No enzyme production was observed at the first day of incubation, probably due to insufficient time for spore germination. Both enzyme production and activity were increased after 48 h. Response variables were predicted to be maximized after 81.21 h of incubation, in contrast to the 48 h reported by Araújo et al. [5] and the 110 h reported by Khademi et al. [29]. Proteases are known to be largely produced during the late log phase and the early stationary phase [39]. Escobar and Barnett [22] have reported that Rhizomucor miehei cultures reached the stationary phase through 90−120 h. Enzyme yield and activity were decreased after 96 h of incubation, probably due to nutrient depletion, accumulation of organic acids, and lower pH. Similar findings were reported [25, 26, 47].

The effect of temperature

No enzyme production was observed at 30 °C, and fungal growth was also negligible. Rhizomucor miehei is a thermophilic fungus, and the fungal growth is expected to be enhanced at higher temperature degrees, which reflects on enzyme synthesis. Maximum enzyme activity was observed at 40 °C. Enzyme activity decreased at higher temperature levels, probably due to moisture evaporation from the fermentation medium. Similar findings were reported [26, 29, 46].

The effect of casein concentration

The effect of casein was discussed in the preliminary screening step. The effect of casein concentration was not significant against both of spMCA and MCA/PA, probably because of the previous setup near the optimal values. The optimal ratio of casein addition was predicted to be 1.33% w/w, similar to the 1.5% w/w reported by Khademi et al. [29], but in contrast to the 250% w/w reported by Fileto-Pérez et al. [25]. Lower enzyme activity was obtained at lower and higher ratios.

The values of response variables obtained under the optimized conditions are superior to those reported by Preetha and Boopathy [37], Silveira et al. [41], De Lima et al. [18], and Fileto-Pérez et al. [25]. The reported values of response variables signify the high quality of the produced enzyme by the high milk clotting activity and the relatively low proteolytic activity, which is favorable in cheese making.

Conclusions

The optimal conditions predicted for protease production from Rhizomucor miehei were found to be 81.21 h, 41.11°C, 6.31, 80%, and 1.33% for fermentation period, temperature, pH, moisture content, and casein concentration, respectively. The response factor values obtained under the established optimum conditions were 5.11 mg/mL, 2258.13 SU/mL, 441.90 SU/mg, 1.14 PU/mg, and 388.66 for protein content, milk clotting activity, specific clotting activity, specific proteolytic activity, and MCA/PA ratio, respectively; these values were close to the predicted values. The high milk clotting activity and the relatively low proteolytic activity signify higher specificity of the produced enzyme, which is favorable in cheese making. These results reveal the efficiency of the applied statistical approaches in obtaining desired values of response variables and minimizing experimental runs, as well as achieving good predictions for response variables.

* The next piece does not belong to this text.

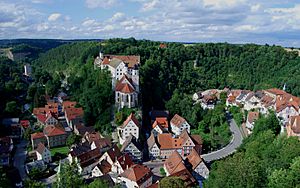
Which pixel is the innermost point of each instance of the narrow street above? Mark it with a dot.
(236, 141)
(20, 158)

We recommend scaling up the production of Rhizomucor miehei protease under the aforementioned conditions. Further protease purification and characterization is recommended. We also recommend to compare the characteristics of cheese made with Rhizomucor miehei protease and with calf rennet.

Acknowledgements

Not applicable.

Abbreviations

MCA

Milk clotting activity

PA

Proteolytic activity

MCA/PA

Milk clotting activity to proteolytic activity ratio

spMCA

Specific clotting activity

spPA

Specific proteolytic activity

RSM

Response surface methodology

OFAT

One-factor-at-a-time

CCD

Central composite design

Authors’ contributions

All the experiments were performed and analyzed by Houthail AlAhmad Aljammas, and he also wrote the manuscript. Prof. Sabah Yazji and Prof. Abdulhakim Azizieh supervised the experiments, and they also reviewed and revised the manuscript. The authors have read and approved the final manuscript.

Funding

No funds, grants, or other support was received.

Availability of data and materials

All data generated or analyzed during this study are included in this published article.

Declarations

Ethics approval and consent to participate

The research does not involve any clinical trial or human participation, where no ethical approval is required. All the authors listed have approved the manuscript that is enclosed.

Consent for publication

We give our consent for the publication of the manuscript.

Competing interests

The authors declare no competing interests.

Footnotes

Publisher’s Note

Springer Nature remains neutral with regard to jurisdictional claims in published maps and institutional affiliations.

Contributor Information

Houthail Alahmad Aljammas, Email: houthail@hotmail.com, Email: h.jammas@damascusuniversity.edu.sy.

Sabah Yazji, Email: ryazjy@hotmail.com, Email: sabah.yazji@damascusuniversity.edu.sy.

Abdulhakim Azizieh, Email: azizieh@doctor.com, Email: a.azizieh@damascusuniversity.edu.sy.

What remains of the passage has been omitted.